Rampant inequality is unkind and undermines our efforts to address complex problems.
Accelerating climate change, rising inequality, and technological disruptions, were all formidable challenges own before COVID. They interact, amplifying bad outcomes.
COVID-19 adds to these challenges but also provides an opportunity within countries and multilaterally to address them.
The seriousness of the economic effects of the current crisis are being compared to the state of the world after the great depression and World War Two.
Looking back, it is easy to make the mistake of seeing the post war Keynesian accommodation between capital and labour, the fundamental changes to monetary policy at Bretton Woods, the Marshall plan, the new institutions like the OECD, the 1948 General agreement on trade and tarrifs (which preceded the WTO), and the United Nations as some grand plan that was preordained.
It was not like that. After years of poor international cooperation and war, our predecessors worked it out as they went.
They too lived in a time when people had made sacrifices for each other, and understood the need to cooperate nationally and internationally to help everyone, including themselves.

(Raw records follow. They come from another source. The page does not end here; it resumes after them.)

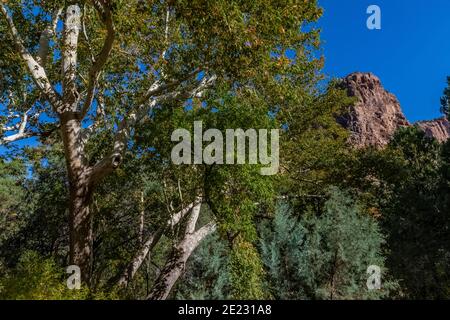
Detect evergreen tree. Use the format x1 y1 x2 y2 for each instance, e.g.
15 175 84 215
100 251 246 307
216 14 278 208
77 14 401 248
261 188 395 299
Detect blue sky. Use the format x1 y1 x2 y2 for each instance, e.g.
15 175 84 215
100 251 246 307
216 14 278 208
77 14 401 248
318 0 450 121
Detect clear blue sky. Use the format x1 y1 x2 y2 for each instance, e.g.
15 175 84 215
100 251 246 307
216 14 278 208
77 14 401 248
318 0 450 121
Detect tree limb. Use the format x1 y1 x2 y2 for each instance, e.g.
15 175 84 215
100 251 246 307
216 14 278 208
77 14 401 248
0 3 60 110
81 1 115 119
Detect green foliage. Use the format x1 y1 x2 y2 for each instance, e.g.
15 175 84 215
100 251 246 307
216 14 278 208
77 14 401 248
0 251 88 300
261 188 395 299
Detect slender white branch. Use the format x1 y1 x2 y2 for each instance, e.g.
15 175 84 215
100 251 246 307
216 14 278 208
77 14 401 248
81 1 115 118
36 7 63 68
0 3 60 109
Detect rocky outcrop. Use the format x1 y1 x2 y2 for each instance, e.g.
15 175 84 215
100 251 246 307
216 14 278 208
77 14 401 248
338 72 450 147
417 117 450 142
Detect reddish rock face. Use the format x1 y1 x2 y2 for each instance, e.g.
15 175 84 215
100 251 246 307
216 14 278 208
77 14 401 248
417 118 450 142
338 72 450 147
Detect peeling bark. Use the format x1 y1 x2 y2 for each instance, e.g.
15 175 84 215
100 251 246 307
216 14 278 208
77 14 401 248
147 204 216 300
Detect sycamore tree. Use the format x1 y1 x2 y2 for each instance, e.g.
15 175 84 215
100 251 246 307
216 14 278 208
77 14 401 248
0 0 321 284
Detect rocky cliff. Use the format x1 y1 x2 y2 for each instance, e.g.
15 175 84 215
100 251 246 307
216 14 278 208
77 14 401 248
338 72 450 147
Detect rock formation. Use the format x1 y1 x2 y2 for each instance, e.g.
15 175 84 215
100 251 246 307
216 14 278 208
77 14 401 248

Perhaps we are at another point in history, where good leaders will lead well. I hope so because global cooperation is needed to overcome the many challenges that face our world.
This is not to deny the importance and power of the single state responses. Awaiting multilateral solutions is currently more often than not a barren exercise. It can also be an excuse for inaction at home.
We know that action within countries matters. Inequality has been rising within and across most countries but at different speeds, proving that institutions and policies matter and can moderate or exacerbate inequality. The different progress countries have made on controlling climate changing emissions illustrates the same point.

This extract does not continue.